A group of cybercriminals called Lazarus, which in 2017 infected computers around the world with the WannaCry virus, stole about 585 million euros in cryptocurrencies. This is the biggest digital scam in history. But who are the Lazari?
In late March, the Lazarus criminal group, working for the North Korean regime, carried out what is already considered the largest known cyber heist. There were about 585 million euros in ethereum cryptocurrencies (the second most popular after bitcoin) from a website linked to the video game Axie Infinity, which the group managed to extort.

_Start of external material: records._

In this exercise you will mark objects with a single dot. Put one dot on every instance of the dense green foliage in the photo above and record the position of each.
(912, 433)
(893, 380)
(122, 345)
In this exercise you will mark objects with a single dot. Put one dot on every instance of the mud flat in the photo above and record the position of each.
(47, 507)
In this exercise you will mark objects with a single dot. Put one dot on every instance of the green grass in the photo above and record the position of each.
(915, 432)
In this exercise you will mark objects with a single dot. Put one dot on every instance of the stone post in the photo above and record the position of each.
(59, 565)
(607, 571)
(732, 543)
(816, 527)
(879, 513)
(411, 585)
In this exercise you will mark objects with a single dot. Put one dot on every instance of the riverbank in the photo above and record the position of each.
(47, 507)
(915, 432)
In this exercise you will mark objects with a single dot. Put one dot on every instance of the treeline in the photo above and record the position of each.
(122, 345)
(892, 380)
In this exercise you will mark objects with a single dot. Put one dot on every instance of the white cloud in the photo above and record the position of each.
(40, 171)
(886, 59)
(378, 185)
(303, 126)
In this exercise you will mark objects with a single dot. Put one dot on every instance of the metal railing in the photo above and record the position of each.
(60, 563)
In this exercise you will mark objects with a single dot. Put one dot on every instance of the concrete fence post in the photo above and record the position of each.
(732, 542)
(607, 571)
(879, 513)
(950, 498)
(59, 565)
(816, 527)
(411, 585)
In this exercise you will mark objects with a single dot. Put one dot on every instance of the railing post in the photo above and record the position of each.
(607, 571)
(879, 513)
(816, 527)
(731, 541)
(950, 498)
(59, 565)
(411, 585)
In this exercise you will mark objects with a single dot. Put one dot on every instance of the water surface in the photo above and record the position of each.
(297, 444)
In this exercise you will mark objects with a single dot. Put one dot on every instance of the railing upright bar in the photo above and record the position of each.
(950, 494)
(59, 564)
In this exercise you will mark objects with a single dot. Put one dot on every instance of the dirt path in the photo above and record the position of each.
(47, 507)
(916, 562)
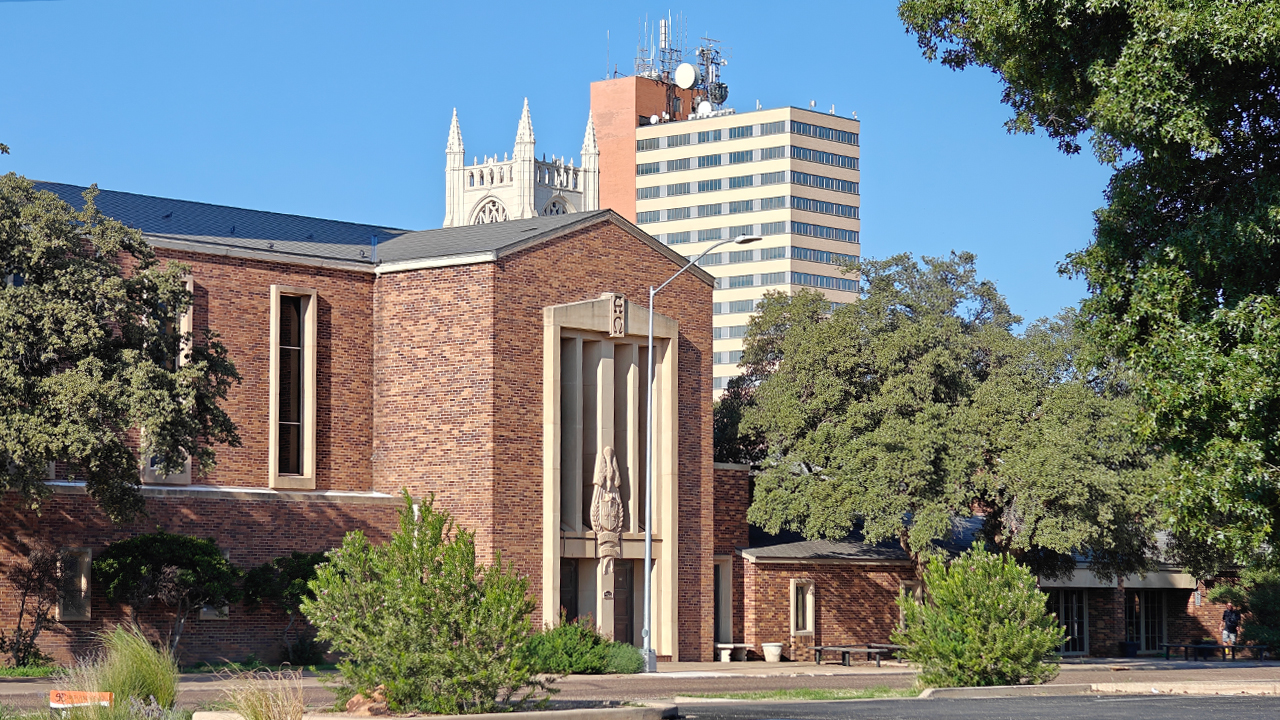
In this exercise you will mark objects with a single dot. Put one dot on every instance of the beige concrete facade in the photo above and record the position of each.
(787, 174)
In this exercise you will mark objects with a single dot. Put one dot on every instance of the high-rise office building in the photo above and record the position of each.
(787, 174)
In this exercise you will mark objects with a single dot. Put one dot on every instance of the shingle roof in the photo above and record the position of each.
(219, 228)
(233, 227)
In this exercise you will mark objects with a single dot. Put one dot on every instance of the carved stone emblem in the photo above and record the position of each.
(617, 315)
(607, 509)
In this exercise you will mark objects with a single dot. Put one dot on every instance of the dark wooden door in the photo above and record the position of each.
(624, 602)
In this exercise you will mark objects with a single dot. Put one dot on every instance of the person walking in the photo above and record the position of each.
(1230, 624)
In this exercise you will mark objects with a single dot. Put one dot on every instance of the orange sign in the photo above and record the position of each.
(77, 698)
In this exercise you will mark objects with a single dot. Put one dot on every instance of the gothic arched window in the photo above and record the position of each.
(490, 212)
(557, 206)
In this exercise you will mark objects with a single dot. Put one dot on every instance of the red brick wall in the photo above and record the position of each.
(433, 391)
(233, 297)
(577, 267)
(732, 499)
(853, 604)
(254, 531)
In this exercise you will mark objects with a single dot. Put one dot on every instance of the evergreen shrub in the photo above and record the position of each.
(983, 623)
(420, 616)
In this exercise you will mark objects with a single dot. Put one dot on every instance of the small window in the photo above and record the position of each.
(773, 128)
(76, 564)
(801, 607)
(293, 388)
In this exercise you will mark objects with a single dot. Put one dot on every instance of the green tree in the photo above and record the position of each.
(284, 582)
(88, 354)
(1184, 267)
(918, 405)
(983, 623)
(421, 616)
(182, 573)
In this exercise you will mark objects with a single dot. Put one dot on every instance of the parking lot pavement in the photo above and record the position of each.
(1125, 707)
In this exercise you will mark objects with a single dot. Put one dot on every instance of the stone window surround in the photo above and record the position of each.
(83, 557)
(186, 326)
(307, 478)
(594, 317)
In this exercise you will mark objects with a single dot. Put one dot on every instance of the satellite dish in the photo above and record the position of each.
(688, 76)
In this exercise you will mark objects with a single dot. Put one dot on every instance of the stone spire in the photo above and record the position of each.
(525, 132)
(455, 144)
(589, 146)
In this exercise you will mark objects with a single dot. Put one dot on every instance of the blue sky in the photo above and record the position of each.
(342, 109)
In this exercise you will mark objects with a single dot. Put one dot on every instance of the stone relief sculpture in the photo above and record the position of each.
(607, 509)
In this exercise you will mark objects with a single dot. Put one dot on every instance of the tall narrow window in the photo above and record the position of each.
(289, 391)
(293, 388)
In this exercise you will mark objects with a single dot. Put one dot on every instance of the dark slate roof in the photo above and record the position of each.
(789, 546)
(310, 240)
(233, 227)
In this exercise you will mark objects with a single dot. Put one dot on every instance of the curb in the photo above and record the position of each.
(1196, 687)
(650, 712)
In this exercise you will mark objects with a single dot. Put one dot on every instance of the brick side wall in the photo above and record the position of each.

The association of the coup with the North Korean faction came from the US (USA). Blockchain consultancy Chainalysis also believes North Korean hackers may have obtained $400 million worth of digital assets last year through various attacks targeting cryptocurrency platforms.
State “sponsorship” of hacker teams is common in some countries such as China, Iran or the US, which use hackers to carry out sabotage or gain valuable information. But in the case of North Korea, things are different. The leader uses hackers to make money in order to survive the tough international sanctions that the country is facing.
Who are the Lazari?
Lazarus are cybercriminals, but they are not just digital thieves. WannaCry, the largest ransomware in history, was launched in 2017, and the United States, United Kingdom, and Microsoft have credited the North Korean group with creating the malware. This virus encrypts files and charges a fee to decrypt them. WannaCry is estimated to have affected around 300,000 computers in 150 countries, including those of the UK’s National Health Service, eventually causing them to crash.
A year earlier, in 2016, the Lazarus group tried to steal $1 billion from the Central Bank of Bangladesh. The scheme consisted of impersonating bank employees and obtaining a license to manage money. The attack failed due to a coding error. Despite this, they managed to take $81 million. The FBI called it the largest cyberattack in history.
There are also suspicions that about $530 million in tokens (digital financial assets) was stolen from the Japanese cryptocurrency exchange portal Coincheck in 2018.
But the Lazarus also carry out sabotage actions. North Korean hackers have been particularly active in 2020, when major pharmaceutical companies have been feverishly working on a Covid-19 vaccine. They attempted to hack into the computers of AstraZeneca employees who were developing the vaccine, and later tried to steal information from Pfizer.
Since North Korea is one of the few countries in the world where the pandemic was contained (until a few weeks ago), the country’s intentions may be related to sabotaging the processes of pharmaceutical companies or selling industrial secrets.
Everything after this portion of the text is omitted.